Ease Into Subversion From CVS
comforteagle writes "While you have a nice leisurely Sunday afternoon/evening you might want to read this fine article on easing into Subversion from CVS. Written by versioning admin Mike Mason, it talks about the philosophy and design behind Subversion (now 1.0), how it improves upon CVS, and how to get started using it."
Remember, when changing software components, it's a good idea to back up first!
But using a database DOES provide advantages, as stated in the article. Mostly speed advantages, but also the ability to do live backups. If you try backing up an online (as in live) CVS server's files, there's nothing stopping people from doing commits, thus possibly botching your backup (you're no longer backing up the files you thought you were).

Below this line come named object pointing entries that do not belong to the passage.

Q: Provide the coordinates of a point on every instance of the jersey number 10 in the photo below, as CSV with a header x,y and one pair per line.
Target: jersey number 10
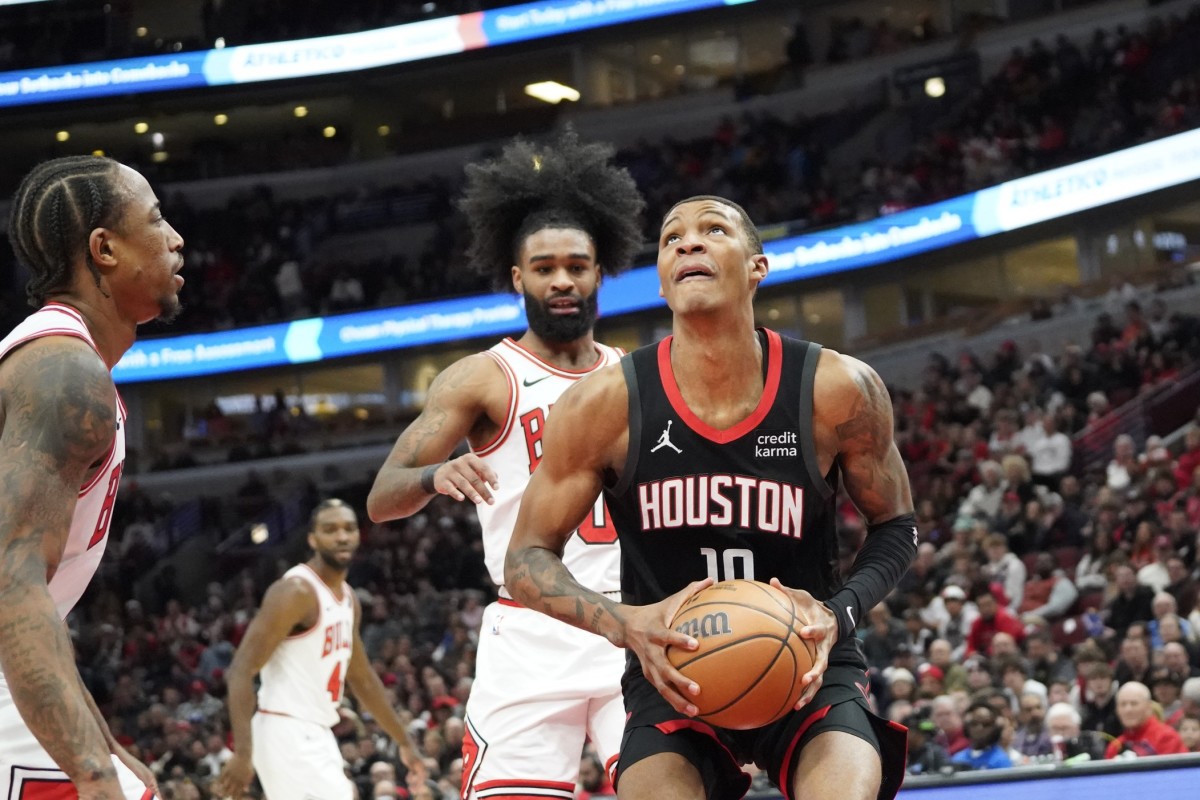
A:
x,y
732,561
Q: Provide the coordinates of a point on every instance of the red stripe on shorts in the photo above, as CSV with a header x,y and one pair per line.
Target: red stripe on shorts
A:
x,y
784,783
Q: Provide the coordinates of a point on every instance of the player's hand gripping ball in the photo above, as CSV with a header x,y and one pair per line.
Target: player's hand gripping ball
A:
x,y
750,657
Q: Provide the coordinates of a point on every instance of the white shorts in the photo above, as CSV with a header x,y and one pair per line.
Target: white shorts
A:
x,y
541,687
297,759
27,770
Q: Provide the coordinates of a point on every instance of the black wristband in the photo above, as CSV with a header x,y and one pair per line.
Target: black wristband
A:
x,y
886,555
427,479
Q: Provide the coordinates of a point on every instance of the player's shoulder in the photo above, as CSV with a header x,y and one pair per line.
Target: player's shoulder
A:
x,y
59,382
844,376
599,390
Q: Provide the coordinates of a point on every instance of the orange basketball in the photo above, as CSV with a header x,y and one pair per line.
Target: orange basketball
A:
x,y
750,657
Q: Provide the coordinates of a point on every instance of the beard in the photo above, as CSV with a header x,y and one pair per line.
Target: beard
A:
x,y
333,560
169,308
561,328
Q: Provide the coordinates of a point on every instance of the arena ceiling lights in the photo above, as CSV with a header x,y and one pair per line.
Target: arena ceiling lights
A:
x,y
552,91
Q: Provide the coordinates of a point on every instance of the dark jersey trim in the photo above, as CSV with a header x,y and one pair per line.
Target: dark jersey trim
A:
x,y
809,444
635,426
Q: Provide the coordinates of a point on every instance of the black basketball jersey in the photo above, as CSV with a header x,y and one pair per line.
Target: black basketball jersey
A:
x,y
748,501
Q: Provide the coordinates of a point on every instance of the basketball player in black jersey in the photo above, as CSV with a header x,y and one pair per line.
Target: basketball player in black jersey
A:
x,y
719,451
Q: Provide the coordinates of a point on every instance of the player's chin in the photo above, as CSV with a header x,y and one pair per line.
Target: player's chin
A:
x,y
169,307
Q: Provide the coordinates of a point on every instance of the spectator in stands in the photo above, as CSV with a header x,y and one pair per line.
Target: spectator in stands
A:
x,y
984,733
983,499
951,617
994,618
1176,657
1006,569
1032,739
1165,612
1049,593
1048,663
1098,703
1141,732
941,655
925,756
1050,453
1134,662
1093,564
1189,458
1063,723
1167,687
1189,733
883,637
946,716
1132,601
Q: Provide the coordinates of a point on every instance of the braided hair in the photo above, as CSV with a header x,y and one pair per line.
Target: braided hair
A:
x,y
565,185
57,206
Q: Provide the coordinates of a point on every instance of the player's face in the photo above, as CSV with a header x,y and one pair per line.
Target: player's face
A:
x,y
149,254
559,278
705,259
335,536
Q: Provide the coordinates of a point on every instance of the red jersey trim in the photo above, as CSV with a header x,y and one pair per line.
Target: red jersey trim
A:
x,y
769,390
511,379
519,349
785,765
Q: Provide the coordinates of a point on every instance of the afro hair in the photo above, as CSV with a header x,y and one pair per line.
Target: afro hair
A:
x,y
565,185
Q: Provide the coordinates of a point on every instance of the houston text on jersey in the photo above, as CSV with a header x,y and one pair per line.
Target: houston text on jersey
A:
x,y
738,500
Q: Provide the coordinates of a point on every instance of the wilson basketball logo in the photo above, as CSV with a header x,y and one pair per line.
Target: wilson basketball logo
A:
x,y
707,626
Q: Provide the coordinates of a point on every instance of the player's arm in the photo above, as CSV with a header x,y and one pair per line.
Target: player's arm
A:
x,y
288,605
369,691
139,769
852,417
585,439
59,420
417,467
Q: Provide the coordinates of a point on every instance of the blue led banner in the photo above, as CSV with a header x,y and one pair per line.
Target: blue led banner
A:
x,y
328,55
1019,203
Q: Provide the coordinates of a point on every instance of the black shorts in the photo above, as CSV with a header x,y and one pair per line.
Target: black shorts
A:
x,y
840,704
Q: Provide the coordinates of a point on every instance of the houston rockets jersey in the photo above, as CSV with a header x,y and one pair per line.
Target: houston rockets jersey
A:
x,y
748,501
94,506
305,678
534,385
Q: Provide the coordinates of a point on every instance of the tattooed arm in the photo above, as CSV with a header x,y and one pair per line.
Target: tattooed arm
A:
x,y
59,419
456,408
853,427
586,438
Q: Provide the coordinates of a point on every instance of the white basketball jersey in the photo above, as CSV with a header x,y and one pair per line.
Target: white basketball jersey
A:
x,y
305,677
592,553
94,507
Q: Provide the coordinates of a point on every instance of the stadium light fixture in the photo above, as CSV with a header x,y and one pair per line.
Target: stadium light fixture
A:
x,y
552,91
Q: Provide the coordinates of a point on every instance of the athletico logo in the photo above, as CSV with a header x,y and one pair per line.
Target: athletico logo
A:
x,y
708,625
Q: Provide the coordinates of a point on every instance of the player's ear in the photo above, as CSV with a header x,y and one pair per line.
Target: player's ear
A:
x,y
759,269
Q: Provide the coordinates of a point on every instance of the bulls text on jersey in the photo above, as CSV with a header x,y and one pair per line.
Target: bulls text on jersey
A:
x,y
723,500
337,637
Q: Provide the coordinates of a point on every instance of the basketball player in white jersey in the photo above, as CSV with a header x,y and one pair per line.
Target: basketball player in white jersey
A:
x,y
102,260
304,644
549,222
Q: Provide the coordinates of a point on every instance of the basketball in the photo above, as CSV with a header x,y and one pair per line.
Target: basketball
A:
x,y
750,657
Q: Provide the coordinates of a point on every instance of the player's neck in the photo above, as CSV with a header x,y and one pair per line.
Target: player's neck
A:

And when it comes down to it, backups are really where your safety lies. In the last CVS project I worked on, the repository was hosed twice. Once due to a careless admin, and once due to the hard drive dying. While we had some down time, virtually no work was lost, largely due to our nightly backups. The fact that CVS stored its data as plain text files certainly didn't protect us.
How about individuals wanting source control on their at-home projects? I'm sure not going to spend the money on the MS control, but I don't have a *ix box up 24/7 either. (I use my laptop nearly exclusively, and my laptop hardware supports Windows better.)

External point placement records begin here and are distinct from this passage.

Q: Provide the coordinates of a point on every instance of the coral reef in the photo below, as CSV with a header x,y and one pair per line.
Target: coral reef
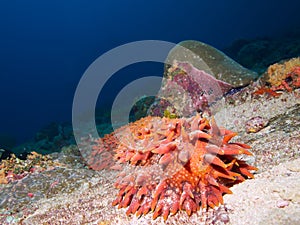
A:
x,y
259,53
174,164
284,75
187,90
209,59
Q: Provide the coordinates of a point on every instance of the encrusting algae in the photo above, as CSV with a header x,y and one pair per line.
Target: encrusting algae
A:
x,y
172,164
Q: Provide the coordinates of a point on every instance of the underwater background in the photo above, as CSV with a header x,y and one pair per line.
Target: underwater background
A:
x,y
46,46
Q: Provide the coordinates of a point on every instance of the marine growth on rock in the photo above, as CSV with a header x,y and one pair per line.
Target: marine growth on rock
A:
x,y
172,164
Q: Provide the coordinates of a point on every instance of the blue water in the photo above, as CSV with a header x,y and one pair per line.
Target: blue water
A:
x,y
45,46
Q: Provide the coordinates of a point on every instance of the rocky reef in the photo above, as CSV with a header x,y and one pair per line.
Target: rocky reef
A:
x,y
185,152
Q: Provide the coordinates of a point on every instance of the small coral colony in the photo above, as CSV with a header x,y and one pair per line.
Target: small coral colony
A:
x,y
169,164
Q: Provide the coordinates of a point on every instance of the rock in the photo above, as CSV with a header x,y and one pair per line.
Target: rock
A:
x,y
212,61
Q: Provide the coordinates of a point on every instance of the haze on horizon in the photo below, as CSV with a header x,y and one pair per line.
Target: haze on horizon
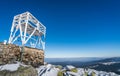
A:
x,y
75,28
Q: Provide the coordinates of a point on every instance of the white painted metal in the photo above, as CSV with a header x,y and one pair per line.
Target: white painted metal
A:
x,y
29,30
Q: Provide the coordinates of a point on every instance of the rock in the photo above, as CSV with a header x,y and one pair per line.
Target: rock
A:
x,y
69,67
22,71
10,53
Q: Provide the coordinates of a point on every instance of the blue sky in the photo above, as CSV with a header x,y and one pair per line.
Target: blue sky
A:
x,y
75,28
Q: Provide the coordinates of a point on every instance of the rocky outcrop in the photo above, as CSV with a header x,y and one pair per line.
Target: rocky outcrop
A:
x,y
10,53
21,71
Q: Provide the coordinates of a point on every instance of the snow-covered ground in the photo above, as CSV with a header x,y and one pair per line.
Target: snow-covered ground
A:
x,y
52,70
10,67
47,70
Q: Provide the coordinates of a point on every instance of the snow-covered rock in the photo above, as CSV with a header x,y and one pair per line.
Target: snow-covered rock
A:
x,y
69,67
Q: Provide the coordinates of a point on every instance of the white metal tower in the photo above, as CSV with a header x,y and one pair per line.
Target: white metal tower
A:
x,y
26,30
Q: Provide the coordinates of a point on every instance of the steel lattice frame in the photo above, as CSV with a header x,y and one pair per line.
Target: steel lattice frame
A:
x,y
30,31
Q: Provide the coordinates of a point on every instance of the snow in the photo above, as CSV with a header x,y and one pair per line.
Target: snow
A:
x,y
47,70
69,67
10,67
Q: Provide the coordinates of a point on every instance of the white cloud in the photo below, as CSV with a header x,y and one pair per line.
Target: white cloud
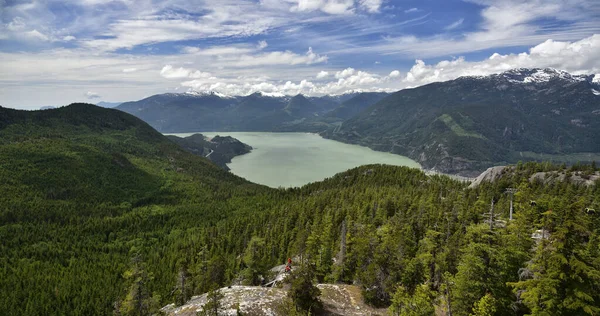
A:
x,y
353,80
223,20
182,73
262,44
454,25
371,5
345,73
322,74
17,24
221,50
92,95
36,35
327,6
504,23
278,58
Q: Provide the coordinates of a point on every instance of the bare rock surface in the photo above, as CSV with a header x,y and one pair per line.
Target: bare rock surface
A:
x,y
338,299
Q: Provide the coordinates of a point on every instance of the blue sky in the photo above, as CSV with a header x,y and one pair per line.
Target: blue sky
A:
x,y
55,52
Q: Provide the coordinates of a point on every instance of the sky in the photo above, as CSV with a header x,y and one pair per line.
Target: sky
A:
x,y
55,52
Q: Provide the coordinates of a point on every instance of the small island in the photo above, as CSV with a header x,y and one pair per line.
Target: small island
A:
x,y
220,149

When you used PostgreSQL, MySQL, or Oracle, does it bother you that your data is in a big database? Why do you worry so much about Subversion then?

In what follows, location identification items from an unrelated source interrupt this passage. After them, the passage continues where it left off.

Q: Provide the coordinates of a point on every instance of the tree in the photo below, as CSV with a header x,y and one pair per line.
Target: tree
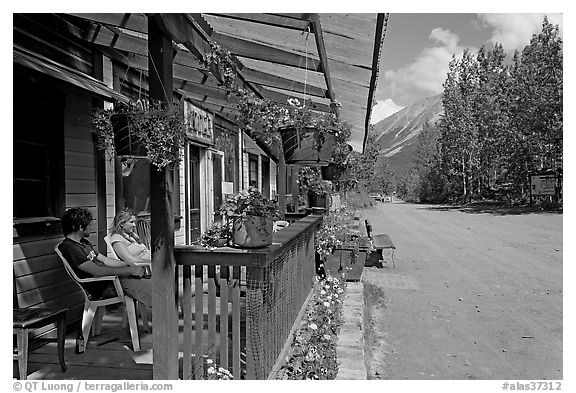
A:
x,y
459,148
537,93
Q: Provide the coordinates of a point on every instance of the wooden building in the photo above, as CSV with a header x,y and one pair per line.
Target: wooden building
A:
x,y
67,65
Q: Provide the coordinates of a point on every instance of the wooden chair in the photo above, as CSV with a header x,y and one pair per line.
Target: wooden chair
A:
x,y
26,319
91,310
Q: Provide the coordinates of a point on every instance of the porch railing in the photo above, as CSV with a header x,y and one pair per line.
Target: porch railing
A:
x,y
239,306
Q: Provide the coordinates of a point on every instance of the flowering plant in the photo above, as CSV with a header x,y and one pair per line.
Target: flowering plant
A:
x,y
215,236
313,352
249,202
161,132
220,63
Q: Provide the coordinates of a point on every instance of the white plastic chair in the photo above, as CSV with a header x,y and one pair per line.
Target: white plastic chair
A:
x,y
91,310
141,308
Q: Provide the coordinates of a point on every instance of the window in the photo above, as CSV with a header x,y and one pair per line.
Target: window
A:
x,y
38,150
253,170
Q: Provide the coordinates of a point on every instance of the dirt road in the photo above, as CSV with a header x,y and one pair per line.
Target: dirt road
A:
x,y
475,294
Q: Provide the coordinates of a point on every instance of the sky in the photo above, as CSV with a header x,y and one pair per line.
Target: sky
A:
x,y
418,47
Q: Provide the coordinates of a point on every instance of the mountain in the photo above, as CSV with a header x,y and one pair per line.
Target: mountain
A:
x,y
398,133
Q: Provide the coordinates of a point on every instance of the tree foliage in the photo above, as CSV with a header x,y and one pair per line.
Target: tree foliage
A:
x,y
501,122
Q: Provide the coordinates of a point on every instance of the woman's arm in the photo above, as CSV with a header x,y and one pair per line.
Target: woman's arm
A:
x,y
97,270
112,262
125,255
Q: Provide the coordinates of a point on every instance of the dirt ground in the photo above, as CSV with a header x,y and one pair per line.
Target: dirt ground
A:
x,y
476,293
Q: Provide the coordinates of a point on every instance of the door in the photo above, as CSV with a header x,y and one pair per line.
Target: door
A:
x,y
217,177
194,196
266,177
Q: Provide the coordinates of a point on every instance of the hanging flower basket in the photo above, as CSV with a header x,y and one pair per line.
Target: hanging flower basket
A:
x,y
252,231
306,146
332,171
127,143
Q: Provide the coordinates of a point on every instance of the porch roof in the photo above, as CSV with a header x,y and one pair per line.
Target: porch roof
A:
x,y
331,60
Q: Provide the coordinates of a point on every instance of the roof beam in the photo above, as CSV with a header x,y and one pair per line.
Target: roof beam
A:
x,y
317,29
270,20
272,80
257,51
381,25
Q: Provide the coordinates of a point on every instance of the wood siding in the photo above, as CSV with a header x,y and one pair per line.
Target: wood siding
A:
x,y
39,276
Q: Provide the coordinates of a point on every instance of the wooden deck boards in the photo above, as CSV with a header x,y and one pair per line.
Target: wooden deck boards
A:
x,y
109,356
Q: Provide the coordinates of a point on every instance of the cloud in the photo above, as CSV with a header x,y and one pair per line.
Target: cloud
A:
x,y
514,31
429,69
443,36
383,109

A good thing about CVS is that you can see what files and modules are available using regular unix tools, and if things get messed up in some way you can always fall back to the rcs commands or in the worst case edit the ,v file by hand and extract the latest version.
It is a good thing that you were able to hand-edit CVS repositories when they got corrupted -- because corrupt CVS repositories are a dime a dozen.
I've been using Subversion since January 2002 (yes, a full two years before 1.0 came out.) and I have never, ever, ever seen a corrupt repository or heard about one on the mailing lists. When someone did claim that they thought Subversion corrupted their repositories, the Subversion devs dropped everything to make sure this wasn't the case. AFAIK, it has never happened. (Usually it was the person using multiple servers to access their repo or putting their repo on a network share (Berkeley DB doesn't work over NFS/AFS/CIFS.))
Let me quote a Slasdot posting of mine from a couple of years ago:
My opinion has not changed in the past two years.Thomas
A filesystem should not be used to hold multiple versions of a file as well as the meta-data associated with it. Less not forgeting the associations of multiple files that become a project. This is the work of a database, hence BerkleyDB. If you are concerned about "repairing" a file (aka db), there are command-line tools for just such an event, but you will probably find that you just won't ever need them. Just my 5000 sheckles.
A filesystem should not be used to hold multiple versions of a file as well as the meta-data associated with it. Less not forgeting the associations of multiple files that become a project. This is the work of a database, hence BerkleyDB.
The UNIX file systems is a database. That's what it is designed to be, that's what it is used as, and that's what it is good at. It has an extensive set of tools for manipulating it and lots of excellent GUIs for dealing with it. Some current UNIX/Linux file system implementations are, in fact, implemented just like database software.
You are just mindlessly repeating what generations of Windows hackers stuck on flaky FAT file systems have told you.
If you are concerned about "repairing" a file (aka db), there are command-line tools for just such an event, but you will probably find that you just won't ever need them. Just my 5000 sheckles.
No, I'm "concerned" about having to use an entirely different set of tools to manipulate data in a DB, about DB performance for blobs, and for a Subversion installation breaking when I upgrade the DB shared library. All of those aren't theoretical problems, they actually happen in practice. And on UNIX, they are completely unnecessary problems and risks.
As I was saying, the Berkeley DB decision may make sense if the Subversion server is supposed to run on Windows or on MacOS. But as far as UNIX and Linux are concerned, it's a no-brainer: this kind of data belongs directly in the file system, not in databases.